Got it, thanks. I don't think there is a great place on GitHub to attach these builds to, though. There are hacks like a repo that stores builds in git or a repo that stores builds in "fake" releases (i.e. releases follow OTP releases but the underlying repo doesn't actually change), but neither sounds great.

starbelly commented 1 month ago

Got it, thanks. I don't think there is a great place on GitHub to attach these builds to, though.

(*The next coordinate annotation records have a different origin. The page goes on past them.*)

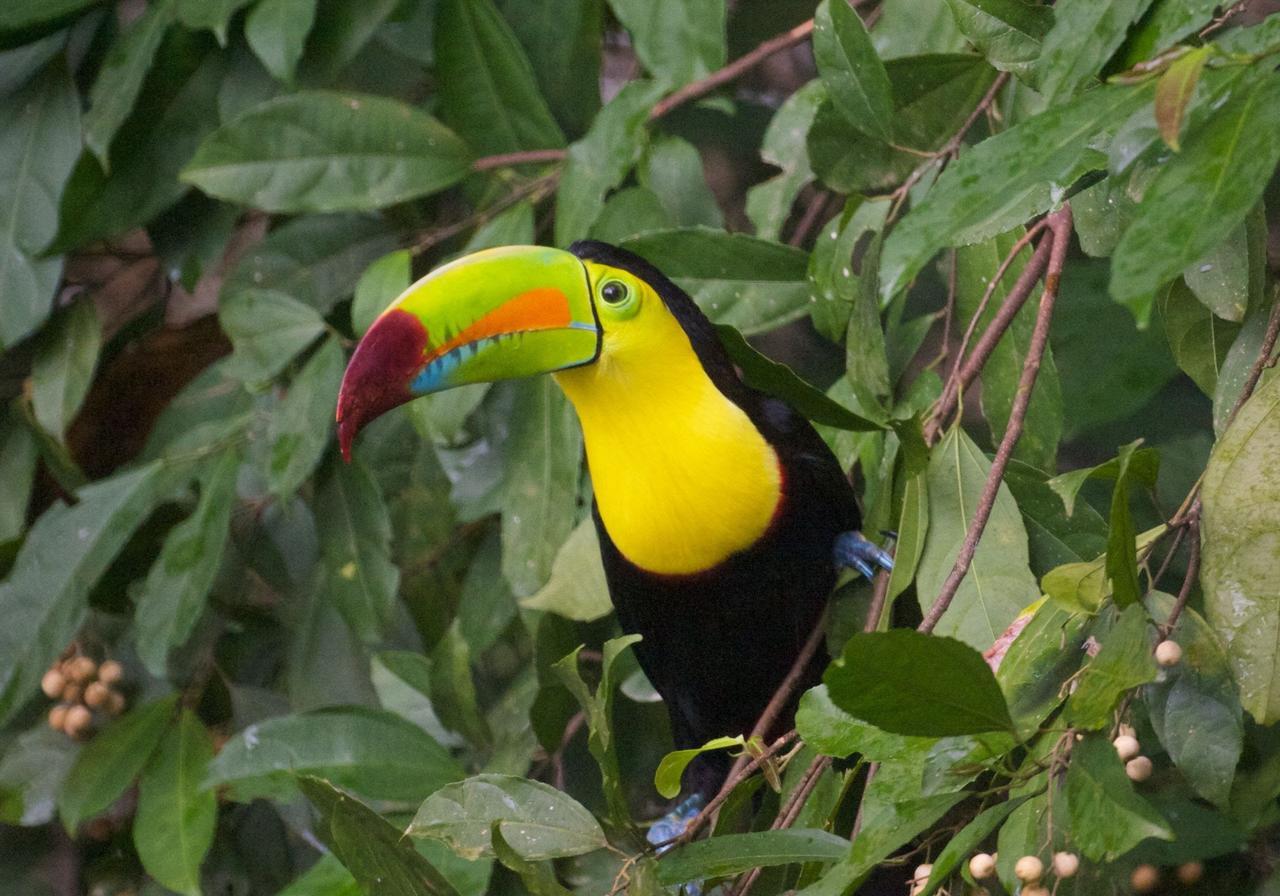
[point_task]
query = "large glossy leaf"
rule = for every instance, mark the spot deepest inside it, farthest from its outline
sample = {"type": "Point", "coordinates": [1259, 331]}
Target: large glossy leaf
{"type": "Point", "coordinates": [1202, 195]}
{"type": "Point", "coordinates": [1083, 37]}
{"type": "Point", "coordinates": [355, 548]}
{"type": "Point", "coordinates": [1240, 535]}
{"type": "Point", "coordinates": [300, 429]}
{"type": "Point", "coordinates": [1005, 179]}
{"type": "Point", "coordinates": [64, 364]}
{"type": "Point", "coordinates": [373, 849]}
{"type": "Point", "coordinates": [600, 160]}
{"type": "Point", "coordinates": [1194, 707]}
{"type": "Point", "coordinates": [68, 549]}
{"type": "Point", "coordinates": [913, 684]}
{"type": "Point", "coordinates": [328, 151]}
{"type": "Point", "coordinates": [112, 760]}
{"type": "Point", "coordinates": [536, 821]}
{"type": "Point", "coordinates": [676, 40]}
{"type": "Point", "coordinates": [174, 823]}
{"type": "Point", "coordinates": [373, 753]}
{"type": "Point", "coordinates": [1107, 817]}
{"type": "Point", "coordinates": [999, 583]}
{"type": "Point", "coordinates": [853, 72]}
{"type": "Point", "coordinates": [173, 595]}
{"type": "Point", "coordinates": [37, 150]}
{"type": "Point", "coordinates": [752, 284]}
{"type": "Point", "coordinates": [487, 87]}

There are hacks like a repo that stores builds in git or a repo that stores builds in "fake" releases (i.e. releases follow OTP releases but the underlying repo doesn't actually change), but neither sounds great.

You will find no disagreement here, just trying to obviate caching 😄 It also doesn't fix the problem at the source. Maybe we just need to knock on github's door.

wojtekmach commented 1 month ago

I think caching is the way to go. If anyone is able to add basic built-in build caching I think it will go a long way. Perhaps it works just on version-type: strict so we don't need to keep hitting builds.txt. On cold cache we grab the build and builds.txt to check the checksum, cache the build, that's it. We don't even need to cache all things this action downloads, OTP builds are by far the biggest and top priority. Elixir and Gleam builds are downloaded from GitHub releases anyway.

starbelly commented 1 month ago

@wojtekmach I suppose, I think we already stated a PR for this would be welcome.